Last night more than ever she had realised how cold her childhood and youth with Fiona had been. Fiona had many good and admirable qualities, but one thing could not be denied: warmheartedness and empathy were not among them. She had always felt a need when she was near Fiona, a constant hunger which was never sated. As a child she had suffered much more from this than she had realised. But how much had it marked her? To what extent was she today unable to give warmth, love and affection?
‘I don’t know,’ she said out loud. ‘I just don’t know!’
‘What don’t you know?’ asked a voice behind her, and she spun around. Dave Tanner was standing there. He had appeared from nowhere out of the fog. He was dressed in a black anorak, and had pulled the hood up over his head. He looked like he was freezing.

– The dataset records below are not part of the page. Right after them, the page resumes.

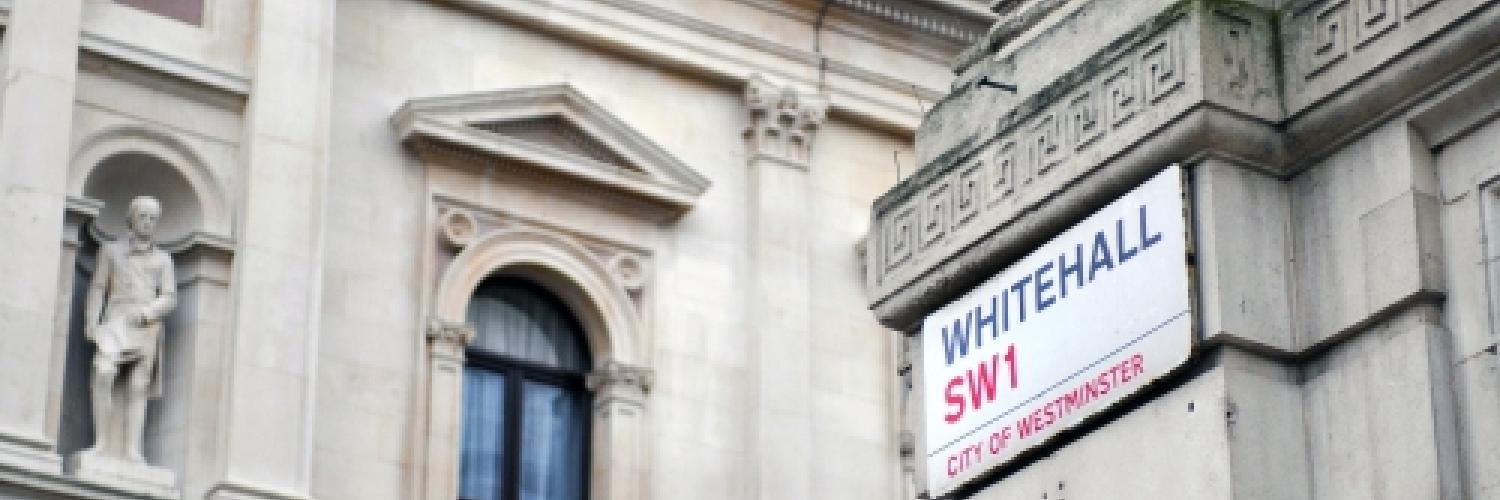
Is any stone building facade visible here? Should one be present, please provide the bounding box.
[867,0,1500,500]
[0,0,995,500]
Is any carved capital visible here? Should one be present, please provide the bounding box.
[428,318,474,360]
[744,75,828,165]
[587,359,656,405]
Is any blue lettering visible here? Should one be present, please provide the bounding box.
[942,315,974,366]
[1115,219,1140,266]
[1032,260,1058,312]
[974,296,1001,342]
[1011,275,1031,323]
[1089,231,1115,281]
[1058,243,1083,297]
[1001,290,1011,332]
[1140,206,1161,248]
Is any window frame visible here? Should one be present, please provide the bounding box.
[458,275,594,500]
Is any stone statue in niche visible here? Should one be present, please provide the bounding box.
[80,197,177,468]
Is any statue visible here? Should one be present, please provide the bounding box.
[83,197,177,465]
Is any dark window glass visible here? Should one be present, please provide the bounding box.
[459,279,590,500]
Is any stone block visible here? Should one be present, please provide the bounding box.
[68,452,177,498]
[1304,306,1460,500]
[1193,159,1296,353]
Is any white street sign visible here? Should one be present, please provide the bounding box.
[921,165,1193,497]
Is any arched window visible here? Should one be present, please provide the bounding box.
[459,278,591,500]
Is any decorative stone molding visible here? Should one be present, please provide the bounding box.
[428,318,474,362]
[744,75,828,167]
[866,0,1500,329]
[834,0,989,44]
[392,84,710,216]
[441,0,956,131]
[438,209,480,249]
[867,0,1284,329]
[609,252,650,293]
[587,359,656,395]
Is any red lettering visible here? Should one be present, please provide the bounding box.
[969,349,1001,410]
[942,377,963,423]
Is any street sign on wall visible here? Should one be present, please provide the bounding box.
[921,167,1193,497]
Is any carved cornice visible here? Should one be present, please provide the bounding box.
[867,0,1500,329]
[392,84,710,215]
[744,75,828,167]
[831,0,992,44]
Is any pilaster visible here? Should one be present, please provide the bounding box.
[588,359,654,500]
[0,0,83,473]
[209,0,335,498]
[746,77,825,498]
[425,320,474,500]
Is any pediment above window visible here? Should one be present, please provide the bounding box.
[392,84,710,215]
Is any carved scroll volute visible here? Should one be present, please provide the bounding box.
[428,320,474,363]
[587,359,656,407]
[744,75,828,165]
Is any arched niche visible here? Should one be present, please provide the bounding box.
[68,125,233,241]
[53,126,233,491]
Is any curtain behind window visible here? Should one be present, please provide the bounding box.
[459,279,590,500]
[468,282,588,372]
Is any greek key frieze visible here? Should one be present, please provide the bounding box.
[921,179,953,251]
[1355,0,1397,48]
[1289,0,1442,81]
[875,29,1188,284]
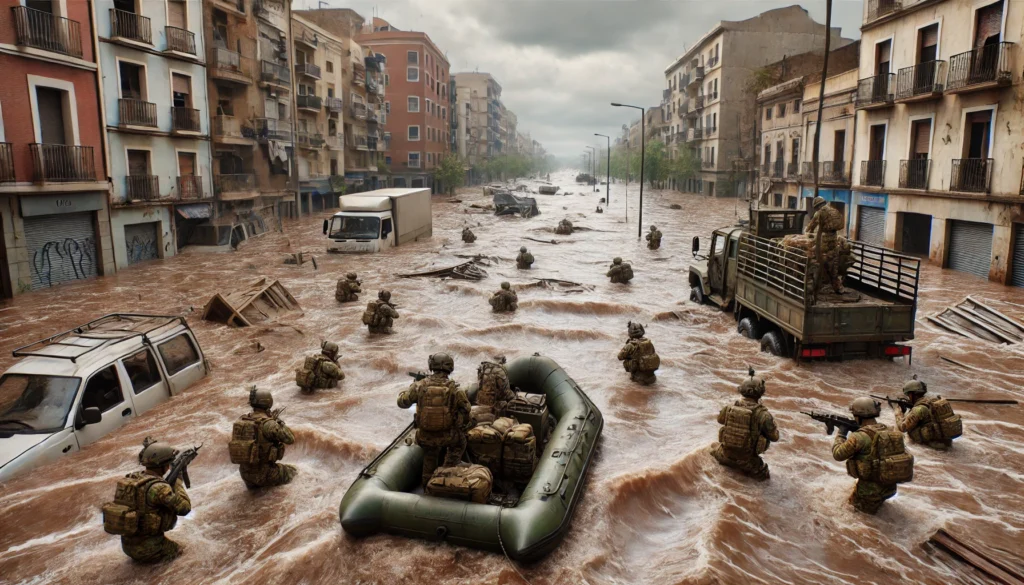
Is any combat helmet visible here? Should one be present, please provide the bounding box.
[427,353,455,374]
[850,396,882,418]
[249,386,273,410]
[138,436,178,468]
[736,368,765,400]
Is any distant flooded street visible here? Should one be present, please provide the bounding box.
[0,171,1024,585]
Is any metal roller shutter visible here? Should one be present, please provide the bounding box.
[948,220,992,279]
[1010,223,1024,287]
[857,205,886,246]
[25,211,98,290]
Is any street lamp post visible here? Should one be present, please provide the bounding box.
[594,132,611,209]
[611,101,647,240]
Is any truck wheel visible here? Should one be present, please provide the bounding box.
[761,331,786,358]
[736,317,761,339]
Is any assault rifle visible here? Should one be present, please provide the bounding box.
[800,411,860,434]
[165,443,203,488]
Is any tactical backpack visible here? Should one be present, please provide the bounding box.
[846,424,913,486]
[101,473,170,536]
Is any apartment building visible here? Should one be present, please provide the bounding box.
[0,0,116,298]
[203,0,298,222]
[663,6,852,197]
[94,0,213,269]
[851,0,1024,286]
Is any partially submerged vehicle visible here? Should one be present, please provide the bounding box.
[0,314,208,482]
[339,356,604,561]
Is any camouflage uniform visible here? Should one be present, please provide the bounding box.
[711,370,778,480]
[647,225,662,250]
[489,283,519,312]
[398,353,470,485]
[618,322,662,386]
[334,273,362,302]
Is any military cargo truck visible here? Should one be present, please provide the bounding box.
[689,209,921,361]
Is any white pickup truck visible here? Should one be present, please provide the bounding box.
[324,189,433,253]
[0,314,208,483]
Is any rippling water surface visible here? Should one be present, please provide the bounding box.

‘I’m sorry,’ he said. ‘I didn’t want to surprise you. I saw you from the quay, and I thought I …’ He did not say what he had thought.
‘Oh, it’s you,’ said Leslie and tried to shake off the thoughts which were crowding in on her. ‘I wasn’t expecting to find anyone else out as early as me in this awful weather.’

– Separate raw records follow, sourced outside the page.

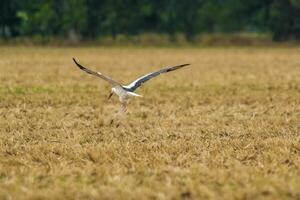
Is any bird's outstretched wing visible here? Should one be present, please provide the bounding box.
[123,64,190,92]
[73,58,121,85]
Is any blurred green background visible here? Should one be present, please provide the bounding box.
[0,0,300,44]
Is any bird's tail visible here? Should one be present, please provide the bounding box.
[128,92,143,97]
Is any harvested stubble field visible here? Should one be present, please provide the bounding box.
[0,47,300,199]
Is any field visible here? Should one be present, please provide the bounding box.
[0,47,300,199]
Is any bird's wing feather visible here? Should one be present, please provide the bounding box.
[73,58,121,85]
[123,64,190,91]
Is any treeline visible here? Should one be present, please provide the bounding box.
[0,0,300,41]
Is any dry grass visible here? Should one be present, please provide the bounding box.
[0,47,300,199]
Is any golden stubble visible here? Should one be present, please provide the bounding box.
[0,47,300,199]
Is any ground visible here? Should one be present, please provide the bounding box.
[0,47,300,199]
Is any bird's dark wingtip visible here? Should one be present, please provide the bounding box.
[73,58,84,69]
[73,58,77,64]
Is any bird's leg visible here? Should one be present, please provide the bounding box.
[110,101,128,127]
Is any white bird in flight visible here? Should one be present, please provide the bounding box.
[73,58,190,112]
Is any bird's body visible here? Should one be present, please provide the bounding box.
[73,58,189,112]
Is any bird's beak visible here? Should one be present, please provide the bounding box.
[107,92,114,100]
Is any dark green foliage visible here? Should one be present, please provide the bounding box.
[0,0,300,41]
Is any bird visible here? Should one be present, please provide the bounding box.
[73,58,190,112]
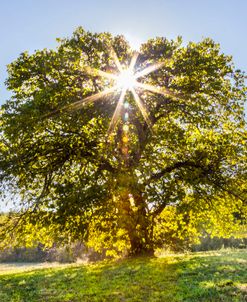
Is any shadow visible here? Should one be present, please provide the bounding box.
[0,252,247,302]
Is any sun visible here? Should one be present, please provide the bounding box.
[116,68,137,90]
[62,49,176,134]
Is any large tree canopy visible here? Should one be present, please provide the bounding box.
[0,28,246,254]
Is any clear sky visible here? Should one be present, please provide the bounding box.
[0,0,247,104]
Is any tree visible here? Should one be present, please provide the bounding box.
[0,28,246,255]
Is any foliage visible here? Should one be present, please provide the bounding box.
[0,28,247,254]
[0,250,247,302]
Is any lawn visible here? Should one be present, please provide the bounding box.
[0,250,247,302]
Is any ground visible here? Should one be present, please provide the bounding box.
[0,250,247,302]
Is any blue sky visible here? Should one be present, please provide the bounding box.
[0,0,247,104]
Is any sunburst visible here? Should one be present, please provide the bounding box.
[47,49,177,134]
[80,50,173,133]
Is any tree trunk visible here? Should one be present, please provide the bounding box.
[118,191,154,256]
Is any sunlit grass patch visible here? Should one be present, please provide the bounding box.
[0,250,247,302]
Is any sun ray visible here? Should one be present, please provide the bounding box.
[136,82,176,97]
[107,89,127,136]
[44,86,116,118]
[86,66,118,81]
[131,88,152,129]
[135,62,164,79]
[67,86,116,110]
[110,47,123,72]
[129,51,139,71]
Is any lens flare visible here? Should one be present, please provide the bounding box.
[116,68,136,90]
[53,47,179,135]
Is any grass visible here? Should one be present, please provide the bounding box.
[0,250,247,302]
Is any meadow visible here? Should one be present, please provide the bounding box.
[0,250,247,302]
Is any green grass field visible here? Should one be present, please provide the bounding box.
[0,250,247,302]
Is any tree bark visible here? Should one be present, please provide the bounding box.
[118,191,154,257]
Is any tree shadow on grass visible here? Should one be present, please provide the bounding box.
[0,250,247,302]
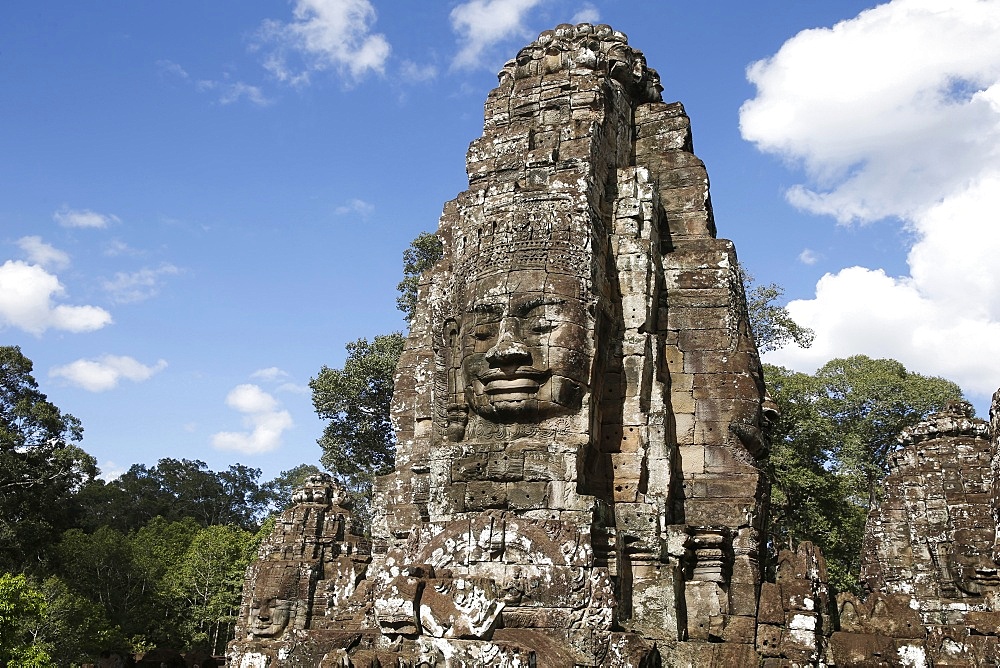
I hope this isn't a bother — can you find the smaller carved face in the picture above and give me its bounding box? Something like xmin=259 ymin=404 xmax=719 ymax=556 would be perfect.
xmin=247 ymin=598 xmax=292 ymax=638
xmin=948 ymin=529 xmax=1000 ymax=595
xmin=459 ymin=272 xmax=591 ymax=422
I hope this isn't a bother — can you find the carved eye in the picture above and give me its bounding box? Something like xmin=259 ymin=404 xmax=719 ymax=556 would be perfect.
xmin=531 ymin=320 xmax=556 ymax=334
xmin=472 ymin=325 xmax=496 ymax=341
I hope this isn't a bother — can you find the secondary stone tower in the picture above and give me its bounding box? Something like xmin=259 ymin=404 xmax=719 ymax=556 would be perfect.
xmin=231 ymin=23 xmax=781 ymax=668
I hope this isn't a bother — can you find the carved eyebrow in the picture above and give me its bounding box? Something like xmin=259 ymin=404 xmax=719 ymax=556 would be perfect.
xmin=469 ymin=301 xmax=503 ymax=315
xmin=511 ymin=297 xmax=566 ymax=317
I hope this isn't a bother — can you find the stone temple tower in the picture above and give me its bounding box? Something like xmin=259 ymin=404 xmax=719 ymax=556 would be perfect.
xmin=231 ymin=24 xmax=769 ymax=668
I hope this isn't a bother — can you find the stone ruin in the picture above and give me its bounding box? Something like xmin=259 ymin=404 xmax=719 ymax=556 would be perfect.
xmin=229 ymin=23 xmax=1000 ymax=668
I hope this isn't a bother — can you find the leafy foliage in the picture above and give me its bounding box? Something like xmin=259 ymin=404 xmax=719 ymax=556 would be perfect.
xmin=309 ymin=332 xmax=403 ymax=497
xmin=267 ymin=464 xmax=322 ymax=510
xmin=172 ymin=525 xmax=259 ymax=653
xmin=0 ymin=346 xmax=97 ymax=571
xmin=31 ymin=576 xmax=128 ymax=666
xmin=0 ymin=573 xmax=56 ymax=668
xmin=396 ymin=232 xmax=444 ymax=322
xmin=764 ymin=355 xmax=962 ymax=591
xmin=80 ymin=457 xmax=274 ymax=532
xmin=740 ymin=267 xmax=815 ymax=353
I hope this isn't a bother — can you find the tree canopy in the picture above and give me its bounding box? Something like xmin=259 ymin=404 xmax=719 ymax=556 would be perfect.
xmin=396 ymin=232 xmax=444 ymax=322
xmin=739 ymin=267 xmax=815 ymax=353
xmin=0 ymin=346 xmax=97 ymax=571
xmin=309 ymin=332 xmax=403 ymax=496
xmin=764 ymin=355 xmax=962 ymax=590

He smiled. ‘Sometimes you just have to get out. Whatever the weather.’
Perhaps he was also running away from something, perhaps only from his wretched room. What would a day in that accommodation be like when the fog was rolling by outside and you had nothing to do, were alone, and had nothing to look forward to? Then she remembered something. ‘Was Gwen at your place, by the way? Colin
and Jennifer wondered where she was yesterday.’

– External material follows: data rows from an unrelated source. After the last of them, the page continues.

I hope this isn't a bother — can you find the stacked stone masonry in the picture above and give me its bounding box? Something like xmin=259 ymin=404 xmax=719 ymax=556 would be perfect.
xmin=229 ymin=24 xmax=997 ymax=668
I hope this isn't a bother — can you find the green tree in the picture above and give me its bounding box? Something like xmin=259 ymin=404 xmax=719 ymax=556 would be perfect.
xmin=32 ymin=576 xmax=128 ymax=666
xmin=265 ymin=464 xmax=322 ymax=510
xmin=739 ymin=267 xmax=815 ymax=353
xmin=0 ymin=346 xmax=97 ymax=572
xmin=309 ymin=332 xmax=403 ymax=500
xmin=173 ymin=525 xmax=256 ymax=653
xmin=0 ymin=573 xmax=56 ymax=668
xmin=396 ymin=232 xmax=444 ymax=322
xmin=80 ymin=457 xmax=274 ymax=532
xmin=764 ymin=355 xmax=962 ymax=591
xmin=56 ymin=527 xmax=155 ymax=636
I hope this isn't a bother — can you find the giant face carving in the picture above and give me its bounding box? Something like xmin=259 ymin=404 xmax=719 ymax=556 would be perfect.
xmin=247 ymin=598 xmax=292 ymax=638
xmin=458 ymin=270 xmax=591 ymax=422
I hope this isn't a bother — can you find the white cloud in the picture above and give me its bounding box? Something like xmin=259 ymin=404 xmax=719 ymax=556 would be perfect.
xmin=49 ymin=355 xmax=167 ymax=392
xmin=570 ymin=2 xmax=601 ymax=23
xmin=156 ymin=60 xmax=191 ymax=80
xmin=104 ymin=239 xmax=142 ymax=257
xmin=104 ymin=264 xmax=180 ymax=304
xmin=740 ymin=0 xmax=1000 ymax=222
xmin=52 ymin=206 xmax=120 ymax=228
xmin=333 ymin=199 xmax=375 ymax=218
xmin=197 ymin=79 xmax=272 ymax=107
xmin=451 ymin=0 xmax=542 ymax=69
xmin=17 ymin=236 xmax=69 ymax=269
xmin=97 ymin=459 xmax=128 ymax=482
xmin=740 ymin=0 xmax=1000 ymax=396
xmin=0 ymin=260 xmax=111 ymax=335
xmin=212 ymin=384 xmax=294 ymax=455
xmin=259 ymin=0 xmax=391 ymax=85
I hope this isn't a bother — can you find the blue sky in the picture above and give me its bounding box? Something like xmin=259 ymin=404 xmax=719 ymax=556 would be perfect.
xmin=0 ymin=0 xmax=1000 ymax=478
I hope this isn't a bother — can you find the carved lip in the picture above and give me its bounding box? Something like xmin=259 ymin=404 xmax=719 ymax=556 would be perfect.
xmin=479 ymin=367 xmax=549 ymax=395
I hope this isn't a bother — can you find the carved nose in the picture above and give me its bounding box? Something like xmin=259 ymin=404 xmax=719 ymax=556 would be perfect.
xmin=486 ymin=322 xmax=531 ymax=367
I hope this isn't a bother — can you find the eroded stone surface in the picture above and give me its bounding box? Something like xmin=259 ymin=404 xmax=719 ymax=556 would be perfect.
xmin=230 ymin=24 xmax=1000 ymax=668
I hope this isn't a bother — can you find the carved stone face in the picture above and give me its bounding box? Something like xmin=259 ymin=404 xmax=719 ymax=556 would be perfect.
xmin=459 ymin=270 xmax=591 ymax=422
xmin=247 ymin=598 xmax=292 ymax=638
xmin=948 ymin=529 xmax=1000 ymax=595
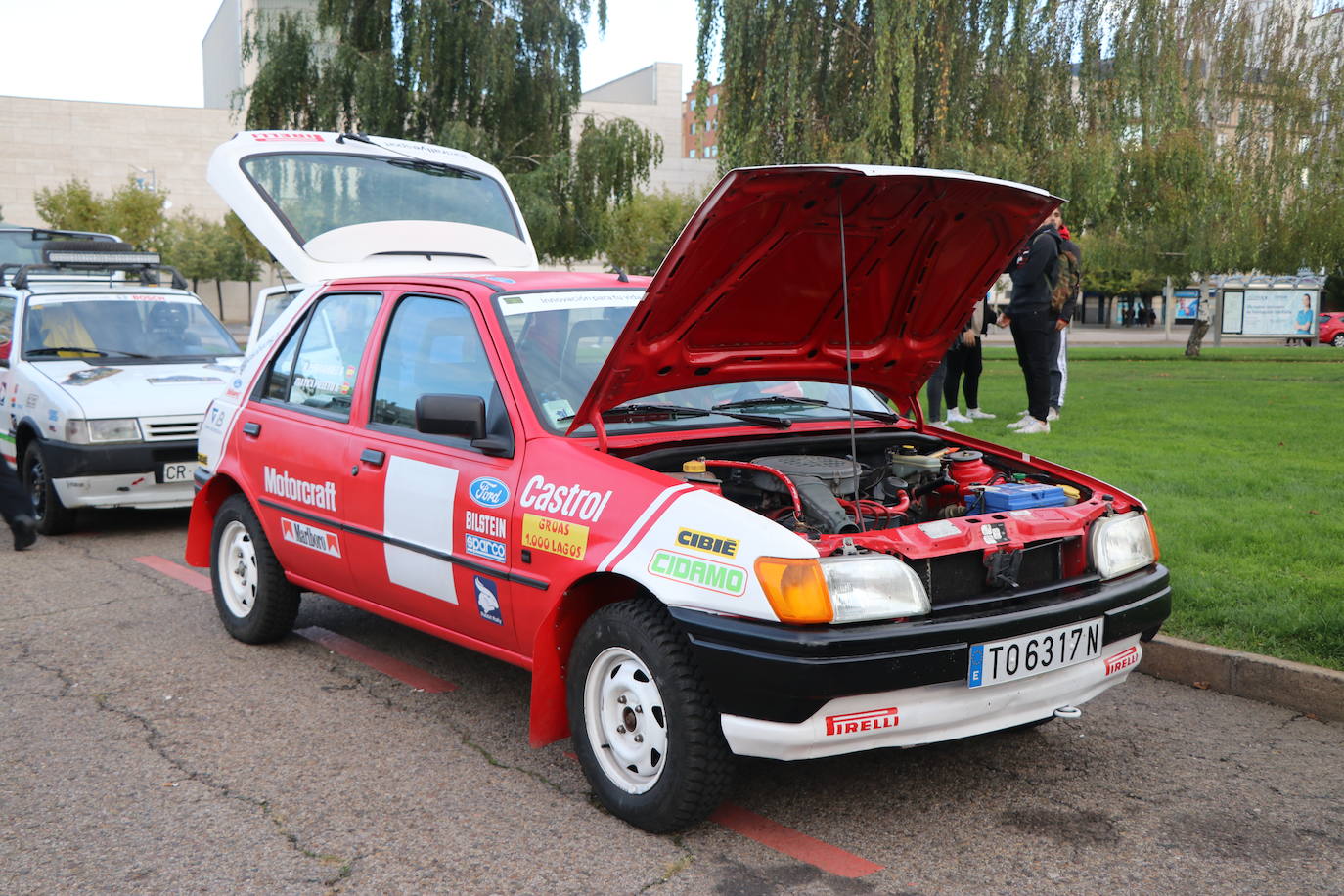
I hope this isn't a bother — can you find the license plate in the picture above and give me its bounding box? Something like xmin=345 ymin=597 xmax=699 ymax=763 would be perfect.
xmin=158 ymin=461 xmax=197 ymax=482
xmin=966 ymin=619 xmax=1102 ymax=688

He nodded. ‘She was at my place. All of yesterday. And the night. For the first time.’
‘She hadn’t slept at yours before?’ asked Leslie, surprised. She thought of the black tights in Dave’s room. Perhaps there had been afternoon encounters, and Gwen had always returned to the farm like a good girl in the evening. It was time for her to change things in her life, it really was time.
‘No,’ he said. ‘Never before.’
He looked unhappy. Depressed. Worried.
Suddenly Leslie understood: he was running away from her! That’s why he’s out walking so early this morning.
As if he had read her thoughts, he asked, ‘And you? What brings you down to the harbour at this time?’
‘My ex. We had a little run-in.’
He looked confused. She added, ‘He suddenly turned up here. He wanted to be there for me, what with my grandmother’s death. He meant well. But the two of us under one roof … it just doesn’t work.’
He did not say anything, but Leslie had the impression that he understood. In the end he asked, ‘Have you had breakfast yet?’
And when she shook her head, he took her arm without further hesitation and started to lead her somewhere.
‘Come on. I don’t know how you’re doing, but I’m wet and freezing. I desperately need a strong coffee.’
She followed him with grateful relief.
2
‘Bingo!’ said Valerie. ‘I knew it!’
She put the phone down. Sergeant Reek had interrupted her breakfast. Normally she did not like this at all, as it was the only meal she could eat in relative calm – her toast, a fried egg and coffee, accompanied by the news on the radio. The rest of the day she usually only had time to grab a sandwich that tasted more of its plastic packaging than its filling, and she would arrive home so late and tired in the evening that she had no desire or energy to cook.
But Reek had given her a good bit of news, raising her mood considerably.